Sous réserve des bonnes conditions (nourriture, température correcte, etc), les microbes peuvent se développer très rapidement. Selon la situation, cela peut être une bonne chose pour les humains (levure se développant dans le moût pour faire de la bière) ou une mauvaise chose (bactérie se développant dans votre gorge causant une angine). Il est important d’avoir des connaissances sur leur croissance, afin de pouvoir prédire ou contrôler leur croissance dans des conditions particulières.
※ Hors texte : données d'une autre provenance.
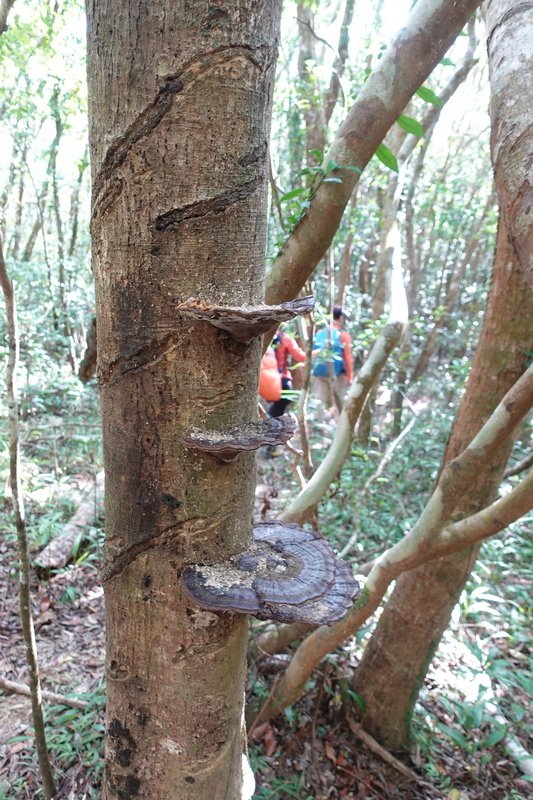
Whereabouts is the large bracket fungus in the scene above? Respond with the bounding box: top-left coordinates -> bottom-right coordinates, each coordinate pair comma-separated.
182,521 -> 359,626
176,295 -> 314,344
182,416 -> 296,462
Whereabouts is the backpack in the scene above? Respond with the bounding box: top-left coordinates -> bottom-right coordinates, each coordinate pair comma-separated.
312,326 -> 345,377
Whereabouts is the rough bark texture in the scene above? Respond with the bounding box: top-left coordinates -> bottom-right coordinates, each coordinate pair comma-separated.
266,0 -> 482,306
86,3 -> 281,798
352,217 -> 533,748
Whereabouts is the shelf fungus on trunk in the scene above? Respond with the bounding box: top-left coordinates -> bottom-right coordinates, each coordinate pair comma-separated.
176,295 -> 314,344
182,416 -> 296,462
182,521 -> 359,625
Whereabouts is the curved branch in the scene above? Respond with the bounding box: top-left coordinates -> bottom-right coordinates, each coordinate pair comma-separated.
250,366 -> 533,727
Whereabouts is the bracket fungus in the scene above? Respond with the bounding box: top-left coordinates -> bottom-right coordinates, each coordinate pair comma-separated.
176,295 -> 314,344
181,521 -> 359,625
182,416 -> 296,462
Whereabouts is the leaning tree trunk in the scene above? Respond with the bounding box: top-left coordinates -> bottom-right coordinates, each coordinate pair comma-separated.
352,1 -> 533,746
352,217 -> 533,747
86,3 -> 281,798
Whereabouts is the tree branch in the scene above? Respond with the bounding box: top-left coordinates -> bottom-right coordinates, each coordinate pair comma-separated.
250,365 -> 533,727
0,675 -> 89,710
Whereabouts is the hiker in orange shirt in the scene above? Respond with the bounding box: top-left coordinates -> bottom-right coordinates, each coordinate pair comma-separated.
269,328 -> 306,417
258,347 -> 282,408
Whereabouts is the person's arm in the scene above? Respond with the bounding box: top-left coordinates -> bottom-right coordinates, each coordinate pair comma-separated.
285,334 -> 306,363
340,331 -> 353,382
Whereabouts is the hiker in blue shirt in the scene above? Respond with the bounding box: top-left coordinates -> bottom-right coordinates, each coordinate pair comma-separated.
312,306 -> 353,414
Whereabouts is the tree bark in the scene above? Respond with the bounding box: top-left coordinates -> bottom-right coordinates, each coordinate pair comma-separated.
86,3 -> 281,798
352,214 -> 533,747
487,0 -> 533,286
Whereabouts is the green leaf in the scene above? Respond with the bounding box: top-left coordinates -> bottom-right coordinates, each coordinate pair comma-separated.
280,187 -> 306,202
437,723 -> 469,749
441,57 -> 455,66
397,114 -> 424,137
375,143 -> 399,173
416,86 -> 443,107
483,724 -> 507,747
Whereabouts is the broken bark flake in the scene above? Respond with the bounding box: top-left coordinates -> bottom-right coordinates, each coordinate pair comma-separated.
182,417 -> 296,462
182,521 -> 359,626
176,295 -> 314,343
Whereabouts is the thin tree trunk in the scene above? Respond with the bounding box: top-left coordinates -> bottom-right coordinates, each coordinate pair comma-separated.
323,0 -> 356,125
336,189 -> 358,307
10,140 -> 27,259
68,146 -> 88,257
297,4 -> 327,163
0,234 -> 56,798
21,127 -> 63,264
87,3 -> 281,798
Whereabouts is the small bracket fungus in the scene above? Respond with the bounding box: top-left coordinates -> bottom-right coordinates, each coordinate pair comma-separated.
182,417 -> 296,462
181,521 -> 359,625
176,295 -> 314,344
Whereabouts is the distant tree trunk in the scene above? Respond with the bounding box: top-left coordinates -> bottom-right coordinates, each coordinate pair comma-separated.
323,0 -> 356,125
78,315 -> 97,383
68,146 -> 88,258
336,189 -> 358,307
0,0 -> 16,35
10,140 -> 27,259
87,2 -> 281,798
297,4 -> 326,163
352,217 -> 533,747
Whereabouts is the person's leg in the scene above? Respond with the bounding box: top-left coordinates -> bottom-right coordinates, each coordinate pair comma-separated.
269,377 -> 292,418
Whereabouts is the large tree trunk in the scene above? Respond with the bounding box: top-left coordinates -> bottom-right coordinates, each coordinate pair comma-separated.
352,219 -> 533,748
351,2 -> 533,746
487,0 -> 533,285
355,0 -> 533,747
86,3 -> 281,798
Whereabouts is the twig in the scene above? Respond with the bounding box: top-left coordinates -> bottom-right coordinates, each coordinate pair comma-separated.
346,716 -> 423,783
0,234 -> 56,798
504,448 -> 533,478
0,675 -> 89,710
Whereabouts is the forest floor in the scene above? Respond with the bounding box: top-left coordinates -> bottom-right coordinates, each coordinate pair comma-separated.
0,409 -> 531,799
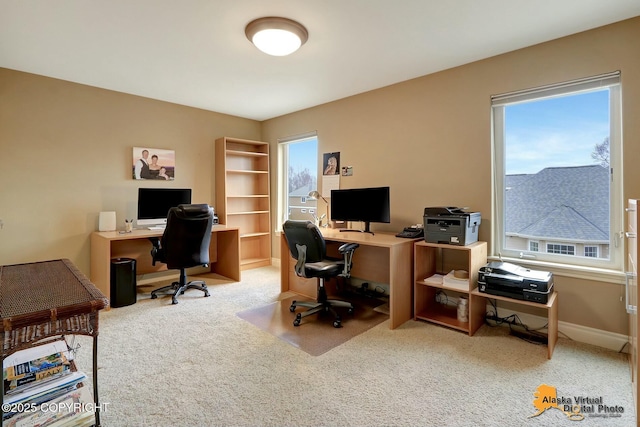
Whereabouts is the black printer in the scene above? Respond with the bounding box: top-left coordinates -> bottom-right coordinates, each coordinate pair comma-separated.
423,207 -> 481,246
478,261 -> 554,304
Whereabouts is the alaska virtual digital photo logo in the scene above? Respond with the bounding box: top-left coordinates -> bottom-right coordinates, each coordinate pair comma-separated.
529,384 -> 625,421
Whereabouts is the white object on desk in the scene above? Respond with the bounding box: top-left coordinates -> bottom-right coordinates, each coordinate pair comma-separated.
98,211 -> 116,231
148,225 -> 166,231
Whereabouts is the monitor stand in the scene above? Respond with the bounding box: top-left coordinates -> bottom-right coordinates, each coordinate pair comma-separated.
340,221 -> 374,235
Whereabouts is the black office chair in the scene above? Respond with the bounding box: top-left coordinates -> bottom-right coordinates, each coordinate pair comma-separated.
282,220 -> 359,328
149,204 -> 213,304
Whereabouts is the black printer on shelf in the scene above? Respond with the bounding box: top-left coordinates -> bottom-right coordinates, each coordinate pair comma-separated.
478,261 -> 554,304
423,207 -> 481,246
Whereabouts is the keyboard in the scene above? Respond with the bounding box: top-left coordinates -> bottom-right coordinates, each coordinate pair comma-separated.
147,226 -> 166,231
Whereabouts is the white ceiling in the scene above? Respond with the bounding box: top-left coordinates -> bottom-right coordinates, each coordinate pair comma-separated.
1,1 -> 639,121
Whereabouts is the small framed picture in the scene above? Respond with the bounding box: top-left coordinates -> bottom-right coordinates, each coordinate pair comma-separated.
133,147 -> 175,180
323,152 -> 340,175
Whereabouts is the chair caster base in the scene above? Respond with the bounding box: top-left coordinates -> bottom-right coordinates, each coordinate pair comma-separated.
293,313 -> 302,327
150,281 -> 209,305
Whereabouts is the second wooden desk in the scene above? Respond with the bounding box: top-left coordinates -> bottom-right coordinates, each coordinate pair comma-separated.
281,228 -> 417,329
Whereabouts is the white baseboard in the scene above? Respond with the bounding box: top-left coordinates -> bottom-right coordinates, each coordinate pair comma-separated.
490,306 -> 629,353
558,320 -> 629,353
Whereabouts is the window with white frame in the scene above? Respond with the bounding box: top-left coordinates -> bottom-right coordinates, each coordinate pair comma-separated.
584,246 -> 599,258
492,72 -> 622,270
547,243 -> 575,256
277,132 -> 318,231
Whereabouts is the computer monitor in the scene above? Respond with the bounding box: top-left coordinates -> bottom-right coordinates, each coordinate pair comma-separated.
137,188 -> 192,227
330,186 -> 390,234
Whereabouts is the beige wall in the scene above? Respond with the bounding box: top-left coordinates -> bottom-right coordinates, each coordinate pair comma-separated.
0,69 -> 261,274
1,17 -> 638,336
262,17 -> 640,334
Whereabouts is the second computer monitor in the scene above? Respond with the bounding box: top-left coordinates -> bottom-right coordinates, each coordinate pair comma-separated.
330,186 -> 390,233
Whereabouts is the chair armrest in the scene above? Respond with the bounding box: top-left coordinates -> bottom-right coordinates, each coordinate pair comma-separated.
338,242 -> 359,254
338,243 -> 359,278
149,237 -> 161,266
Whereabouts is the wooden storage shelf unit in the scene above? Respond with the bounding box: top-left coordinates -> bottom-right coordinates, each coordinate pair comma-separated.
470,288 -> 558,359
216,137 -> 272,270
414,240 -> 487,335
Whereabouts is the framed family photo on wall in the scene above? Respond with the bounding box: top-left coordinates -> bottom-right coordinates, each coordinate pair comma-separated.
133,147 -> 175,180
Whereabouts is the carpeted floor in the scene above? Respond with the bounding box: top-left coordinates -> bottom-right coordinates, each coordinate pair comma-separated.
237,294 -> 388,356
72,266 -> 635,426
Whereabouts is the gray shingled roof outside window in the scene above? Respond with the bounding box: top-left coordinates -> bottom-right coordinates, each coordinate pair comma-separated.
505,165 -> 609,242
290,183 -> 316,197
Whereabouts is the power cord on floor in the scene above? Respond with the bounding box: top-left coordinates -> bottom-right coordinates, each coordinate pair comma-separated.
357,282 -> 387,298
484,298 -> 548,345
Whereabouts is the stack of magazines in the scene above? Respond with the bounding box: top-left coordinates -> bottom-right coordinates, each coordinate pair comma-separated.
2,340 -> 95,427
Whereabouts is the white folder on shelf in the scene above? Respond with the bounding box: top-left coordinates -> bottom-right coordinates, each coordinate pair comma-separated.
442,270 -> 470,291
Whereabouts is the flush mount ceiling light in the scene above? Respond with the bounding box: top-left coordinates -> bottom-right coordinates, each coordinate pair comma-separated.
245,17 -> 308,56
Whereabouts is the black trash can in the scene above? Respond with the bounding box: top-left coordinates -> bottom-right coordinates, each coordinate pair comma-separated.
110,258 -> 137,307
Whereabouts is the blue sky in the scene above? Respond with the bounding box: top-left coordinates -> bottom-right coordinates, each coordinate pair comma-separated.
505,89 -> 610,175
289,138 -> 318,175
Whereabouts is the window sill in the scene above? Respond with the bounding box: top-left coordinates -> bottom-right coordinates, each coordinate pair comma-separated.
487,255 -> 626,285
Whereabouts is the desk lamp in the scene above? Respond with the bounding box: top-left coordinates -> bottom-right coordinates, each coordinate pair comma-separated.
308,190 -> 328,227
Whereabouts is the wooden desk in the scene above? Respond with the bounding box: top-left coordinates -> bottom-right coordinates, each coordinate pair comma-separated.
90,225 -> 241,302
281,229 -> 418,329
0,259 -> 108,426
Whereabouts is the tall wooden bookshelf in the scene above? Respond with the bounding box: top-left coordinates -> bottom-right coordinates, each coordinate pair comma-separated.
215,137 -> 271,270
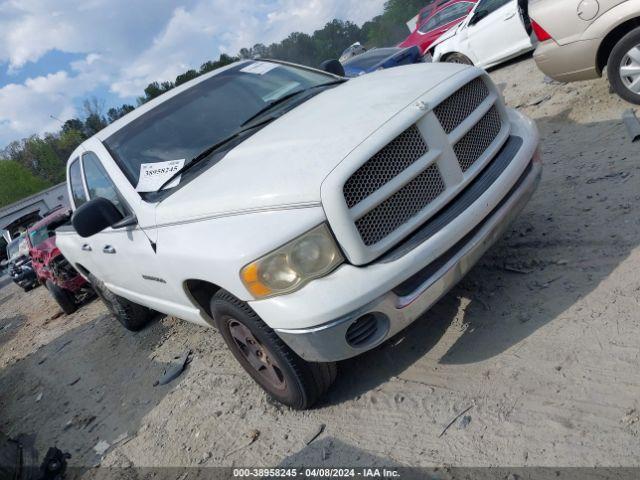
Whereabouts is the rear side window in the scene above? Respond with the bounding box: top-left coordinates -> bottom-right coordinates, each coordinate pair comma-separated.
68,159 -> 87,208
82,152 -> 128,217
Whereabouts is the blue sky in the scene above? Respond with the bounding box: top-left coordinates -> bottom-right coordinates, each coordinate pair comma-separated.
0,0 -> 385,147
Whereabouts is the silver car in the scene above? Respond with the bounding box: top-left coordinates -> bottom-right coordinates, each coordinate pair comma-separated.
530,0 -> 640,103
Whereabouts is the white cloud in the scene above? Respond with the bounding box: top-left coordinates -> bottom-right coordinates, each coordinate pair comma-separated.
0,0 -> 386,146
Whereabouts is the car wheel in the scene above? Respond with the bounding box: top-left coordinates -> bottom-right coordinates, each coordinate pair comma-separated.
210,290 -> 337,409
608,27 -> 640,104
45,280 -> 77,315
445,53 -> 473,66
87,273 -> 153,331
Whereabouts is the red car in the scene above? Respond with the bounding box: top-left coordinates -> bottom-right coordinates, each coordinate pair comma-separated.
26,208 -> 92,314
400,0 -> 477,54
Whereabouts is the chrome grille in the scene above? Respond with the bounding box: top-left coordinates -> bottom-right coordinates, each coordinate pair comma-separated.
343,126 -> 428,208
433,78 -> 489,134
454,106 -> 502,172
355,164 -> 445,246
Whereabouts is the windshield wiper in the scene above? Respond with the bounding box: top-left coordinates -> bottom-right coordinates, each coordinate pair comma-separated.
156,117 -> 275,192
240,80 -> 346,128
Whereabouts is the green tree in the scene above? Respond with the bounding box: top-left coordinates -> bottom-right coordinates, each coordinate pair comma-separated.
0,160 -> 51,208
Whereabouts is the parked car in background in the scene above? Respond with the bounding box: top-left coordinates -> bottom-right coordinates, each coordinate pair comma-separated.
26,208 -> 91,314
341,47 -> 424,77
399,0 -> 477,54
339,42 -> 368,63
4,234 -> 38,292
530,0 -> 640,104
431,0 -> 534,67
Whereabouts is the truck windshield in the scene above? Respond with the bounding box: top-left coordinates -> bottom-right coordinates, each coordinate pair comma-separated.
103,61 -> 338,191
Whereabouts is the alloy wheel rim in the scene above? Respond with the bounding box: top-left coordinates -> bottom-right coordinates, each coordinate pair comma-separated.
228,319 -> 287,391
620,45 -> 640,93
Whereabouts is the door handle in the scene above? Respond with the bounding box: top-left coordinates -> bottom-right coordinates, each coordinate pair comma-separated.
102,245 -> 116,254
504,12 -> 516,20
81,244 -> 92,252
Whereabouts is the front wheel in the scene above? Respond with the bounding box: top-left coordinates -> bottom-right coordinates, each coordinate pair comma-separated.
46,280 -> 77,315
210,290 -> 336,409
445,53 -> 474,66
608,27 -> 640,104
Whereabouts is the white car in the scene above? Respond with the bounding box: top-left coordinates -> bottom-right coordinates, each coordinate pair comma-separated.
56,59 -> 541,409
431,0 -> 534,68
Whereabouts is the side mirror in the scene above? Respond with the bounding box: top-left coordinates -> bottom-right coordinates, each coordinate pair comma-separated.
320,59 -> 345,77
469,9 -> 489,25
72,197 -> 131,238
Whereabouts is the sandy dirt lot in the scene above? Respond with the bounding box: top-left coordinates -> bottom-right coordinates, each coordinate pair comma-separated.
1,56 -> 639,472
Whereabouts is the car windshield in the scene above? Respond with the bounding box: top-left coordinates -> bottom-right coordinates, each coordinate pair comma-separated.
343,48 -> 401,70
6,236 -> 23,260
103,61 -> 337,189
28,216 -> 68,248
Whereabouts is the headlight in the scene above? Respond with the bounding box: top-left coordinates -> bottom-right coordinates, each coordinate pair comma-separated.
240,224 -> 344,299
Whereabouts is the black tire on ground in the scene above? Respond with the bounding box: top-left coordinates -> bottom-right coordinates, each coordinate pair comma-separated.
45,280 -> 77,315
607,27 -> 640,104
445,53 -> 474,66
87,273 -> 153,331
210,290 -> 337,409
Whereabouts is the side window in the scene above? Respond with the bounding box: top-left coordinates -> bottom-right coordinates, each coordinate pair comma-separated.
477,0 -> 511,15
68,159 -> 87,208
419,13 -> 444,33
82,152 -> 128,217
Alors que la croissance des organismes muticelluaires est généralement mesurée en termes d’augmentation de la taille d’un seul organisme, la croissance microbienne est mesurée par l’augmentation de la population, soit en mesurant l’augmentation du nombre de cellules, soit l’augmentation de la masse globale.

Division bactérienne

Les bactéries et les archées se reproduisent uniquement de manière asexuée, tandis que les microbes eucartyotiques peuvent se livrer à une reproduction sexuée ou asexuée. Les bactéries et les archées s’engagent le plus souvent dans un processus connu sous le nom de fission binaire, où une seule cellule se divise en deux cellules de taille égale. D’autres processus moins courants peuvent inclure la fission multiple, le bourgeonnement et la production de spores.

Le processus commence par l’allongement de la cellule, qui nécessite un élargissement minutieux de la membrane cellulaire et de la paroi cellulaire, en plus d’une augmentation du volume cellulaire. La cellule commence à répliquer son ADN, en vue d’avoir deux copies de son chromosome, une pour chaque cellule nouvellement formée. La protéine FtsZ est essentielle à la formation d’un septum, qui se manifeste initialement par un anneau au milieu de la cellule allongée. Après la ségrégation des nucléoïdes à chaque extrémité de la cellule allongée, la formation du septum est achevée, divisant la cellule allongée en deux cellules filles de taille égale. L’ensemble du processus ou cycle cellulaire peut prendre aussi peu que 20 minutes pour une culture active de bactéries E. coli.

Courbe de croissance

Puisque les bactéries sont faciles à cultiver en laboratoire, leur croissance a été largement étudiée. Il a été déterminé que dans un système fermé ou une culture par lots (pas d’ajout de nourriture, pas d’élimination de déchets), les bactéries se développent selon un modèle prévisible, ce qui entraîne une courbe de croissance composée de quatre phases distinctes de croissance : la phase de latence, la phase exponentielle ou logarithmique, la phase stationnaire et la phase de mort ou de déclin. En outre, cette courbe de croissance peut donner le temps de génération pour un organisme particulier – la quantité de temps qu’il faut pour que la population double.

Courbe de croissance bactérienne
Courbe de croissance bactérienne. Par Michał Komorniczak. Si vous utilisez sur votre site web ou dans votre publication mes images (originales ou modifiées), vous êtes prié de me donner des détails : Michał Komorniczak (Pologne) ou Michal Komorniczak (Pologne). Pour plus d’informations, écrivez à mon adresse électronique : [email protected] , via Wikimedia Commons

Les détails associés à chaque courbe de croissance (nombre de cellules, durée de chaque phase, rapidité de la croissance ou de la mort, durée globale) varieront d’un organisme à l’autre ou même avec des conditions différentes pour le même organisme. Mais le modèle des quatre phases distinctes de croissance restera généralement.

Phase de latence

La phase de latence est une période d’adaptation, où les bactéries s’ajustent à leurs nouvelles conditions. La durée de la phase de latence peut varier considérablement, en fonction de la différence entre les conditions de départ et les conditions d’arrivée des bactéries, ainsi que de l’état des cellules bactériennes elles-mêmes. Les cellules en croissance active transférées d’un type de milieu dans le même type de milieu, avec les mêmes conditions environnementales, auront la période de latence la plus courte. Les cellules endommagées auront une longue période de latence, car elles doivent se réparer avant de pouvoir s’engager dans la reproduction.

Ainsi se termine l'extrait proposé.